I will probably go to bed early tonight. And based on the yawns and drowsy eyes of many other participants, the BAK campground will be fairly quiet, fairly early tonight.
We began the morning in St. Francis, where most riders were packed and on the road by 6 a.m. Including me, despite the fact that I’ve not yet adjusted from my normal schedule – where I wake up around 6 a.m. – and what will become normal for a time during BAK – waking up at 4:30 a.m. with the urge to quickly get on my bike ride.
Another cyclist and friend, Drew Mahin, who coaches track and cross country at Cloud County Community College, told me about a fantastic coffee shop in St. Francis called Fresh Seven. Fresh roasted beans. The best coffee in this part of the state without a doubt. And I love good coffee.
But I didn’t listen to Drew. I, along with some of the people I’m riding with – Kimberly Hawks and Mike and Kat O’Toole listened instead to a hastily prepared flyer built of rough poetry that promised us the best breakfast we could imagine if we’d be willing to pedal 5 miles out of town on an empty stomach. And coffee for 25 cents a cup.
The breakfast wasn’t the best I could imagine. It wasn’t in the top 10. Or 20. And the one staff person working was horribly overwhelmed by the number of cyclist who, like us, were willing to take a gamble for a really good breakfast. A cyclist ended up serving coffee, to keep the impending riot at bay. It could’ve been a disappointing experience, but here’s the deal: Save a significant accident or illness, there just aren’t many bad experiences on BAK. This breakfast misjudgment gave us laughing material for the rest of the day. We ribbed each other about it, and the day was a little lighter, perhaps, because we had that bit of unexpected humor in the morning. And those sort of things make great stories, anyway.
The ride – for us a total of 73 miles – was nearly perfect. We caught a slight wind from the northwest that gave us a bit of push. There were plenty of hills, but they weren’t steep. They just seemed to last forever. Undulations, one of the riders, Rod, calls them. But I think it will help set us up for good rides in the following days, where we’ll see more of the same – possibly more hills during the next stretch. We’re scheduled for a 69 mile ride tomorrow that will end in Phillipsburg.

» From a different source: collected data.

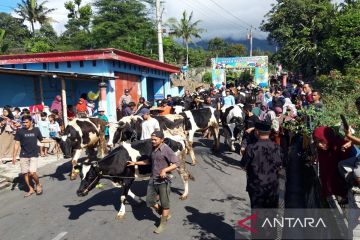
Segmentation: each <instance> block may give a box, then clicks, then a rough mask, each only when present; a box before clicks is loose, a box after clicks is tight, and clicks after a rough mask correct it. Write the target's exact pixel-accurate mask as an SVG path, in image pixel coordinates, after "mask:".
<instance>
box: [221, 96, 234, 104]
mask: <svg viewBox="0 0 360 240" xmlns="http://www.w3.org/2000/svg"><path fill="white" fill-rule="evenodd" d="M223 103H224V106H234V105H235V98H234V96H233V95H229V96H226V97H223Z"/></svg>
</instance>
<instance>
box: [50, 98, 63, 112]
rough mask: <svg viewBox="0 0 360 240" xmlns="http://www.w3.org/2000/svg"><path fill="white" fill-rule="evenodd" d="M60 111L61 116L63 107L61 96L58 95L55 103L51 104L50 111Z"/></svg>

One of the highlights of the day was Atwood. This town was the day’s major stop between overnight towns. And it was ready for us. A church group stood along the highway with baskets of granola bars and volunteers who would take riders’ water bottles to refill so they wouldn’t have off their bikes. Things like that always impress me. Here were are, just passing through for a few minutes, maybe an hour or two if we hang around and take in the sights, and they work out a deal to provide a really important and appreciated service for us.
There was a lot more to Atwood than I expected. One of the nicest kids parks I’ve ever seen, with a clean city lake. A downtown that had interesting architecture and businesses. Some of us talked about how we’ve traveled to other states and see small towns that are clearly on their last legs, waiting for death. But in Kansas, there are a number of towns that seem to be fighting back, that are working to find something that will keep their towns vibrant an alive. It might be an opera house, or a viable downtown, a spectacular park or some special attraction. But really, as we discussed today, it’s a person, or a group of people, with passion and an idea who work to make it a reality that drive these sort of successes. And thank goodness for people like that.

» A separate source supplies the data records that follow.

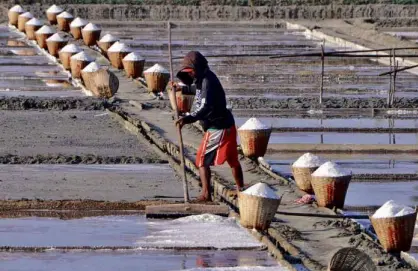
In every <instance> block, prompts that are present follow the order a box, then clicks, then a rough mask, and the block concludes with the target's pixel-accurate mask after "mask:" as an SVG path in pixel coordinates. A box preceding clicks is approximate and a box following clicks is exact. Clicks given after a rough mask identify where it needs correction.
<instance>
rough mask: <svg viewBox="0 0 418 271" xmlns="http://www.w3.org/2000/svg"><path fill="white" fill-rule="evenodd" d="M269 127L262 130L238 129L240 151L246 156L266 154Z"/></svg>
mask: <svg viewBox="0 0 418 271" xmlns="http://www.w3.org/2000/svg"><path fill="white" fill-rule="evenodd" d="M270 134H271V128H269V129H262V130H238V135H239V139H240V142H241V148H242V152H243V153H244V155H245V156H247V157H254V158H258V157H263V156H264V154H266V151H267V146H268V143H269V139H270Z"/></svg>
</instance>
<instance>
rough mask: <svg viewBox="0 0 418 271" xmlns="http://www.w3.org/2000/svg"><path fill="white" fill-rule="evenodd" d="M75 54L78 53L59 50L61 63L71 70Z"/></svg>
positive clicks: (65, 66) (58, 53) (62, 65)
mask: <svg viewBox="0 0 418 271" xmlns="http://www.w3.org/2000/svg"><path fill="white" fill-rule="evenodd" d="M75 54H76V53H71V52H59V53H58V55H59V58H60V61H61V64H62V66H63V67H64V69H66V70H67V71H69V70H71V57H72V56H73V55H75Z"/></svg>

The same thing could be said for Oberlin. This town has one of the neatest downtown areas. It’s filled with shops and restaurants, and there’s plenty to do and see. It looks like something from the old west, but like it’s been continuously improved over the years. And the community had a good selection of dinner options for us, as well as a concert in the city park band shell that kept us entertained. Seriously, these towns deserve real credit for the work they do to prepare for all the cyclist that come through for a single night.
The things I like best about BAK are the conversations I have with people while I’m riding, and at the campsites, watching these towns swell with pride and welcome us into their communities, and the experience of seeing this state at a slower pace and a more open environment. I had the opportunity to enjoy all of those things today. I even ended up camping next to Hutchinson Mayor David Inskeep and his daughter – just by happenstance, and I got to chat a bit with Charlie Owens who for the last five years has flown in from Belfast, Ireland to make the ride.
I’m going to wrap this up. Like I said, I’m pretty tired. And it’s going to get cold tonight, and I’m not really packed for cold weather. It looks like I’ll be wearing some clothes to bed and waking up to temperatures near 50. And that’ll be just fine.
The town of McDonald had a sign asking us to explore, so we did. We found some cycling hieroglyphics.